Abläufe
Das Gesetzgebungsverfahren
Die Gesetzgebung steht in Italien de jure nur dem Parlament zu. Ein Initiativrecht hat jeder einzelne Abgeordnete bzw. Senator, die Regierung als Ganzes sowie das Volk. Jedes Gesetz bedarf der Zustimmung beider Kammern, ein formelles Vermittlungs- verfahren ist nicht vorgesehen. Der Staatspräsident muss zudem jedes Gesetz unterzeichnen, bevor es in Kraft treten kann. Da beide Kammern den selben Gesetzestext verabschieden müssen, zieht sich ein normales Gesetzgebungs- verfahren oftmals in die Länge. Nach jeder Änderung, die eine der Kammern an einem Entwurf verabschiedet, muss der geänderte Entwurf der jeweils anderen Kammer zur Abstimmung vorgelegt werden. Verabschiedet diese wiederum das Gesetz nur mit Änderungen, müssen auch diese Änderungen durch eine neue Beratung und Abstimmung in der vorherigen Kammer bestätigt werden. Auf diese Art und Weise ist es möglich, dass einzelne Entwürfe jahrelang zwischen den beiden Paralemtskammern hin und her geschoben werden, bevor sie in Kraft treten können. Daher tritt dieses reguläre Gesetzgebungsverfahren in der italienischen Politik zunehmend in den Hintergrund.
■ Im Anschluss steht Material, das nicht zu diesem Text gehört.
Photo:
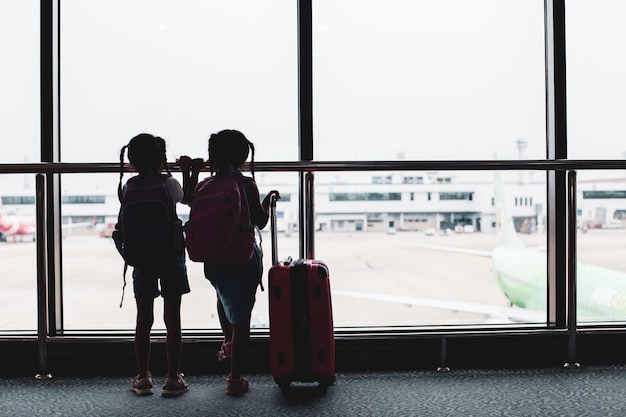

Stattdessen wird in Italien oft mit so genannten "Notverordnungen" und "Ermächtigungsgesetzen" regiert:
• Notverordnung: Die Regierung kann "in Fällen außergewöhnlicher Notwendigkeit" eine Verordnung erlassen und diese nachträglich durch das Parlament in ein Gesetz umwandeln erlassen (Art. 77).
• Ermächtigungsgesetz: Das Parlament legt "Grundsätze und Richtlinien" fest und beauftragt die Regierung mit der Ausarbeitung eines Gesetzes (Art. 76).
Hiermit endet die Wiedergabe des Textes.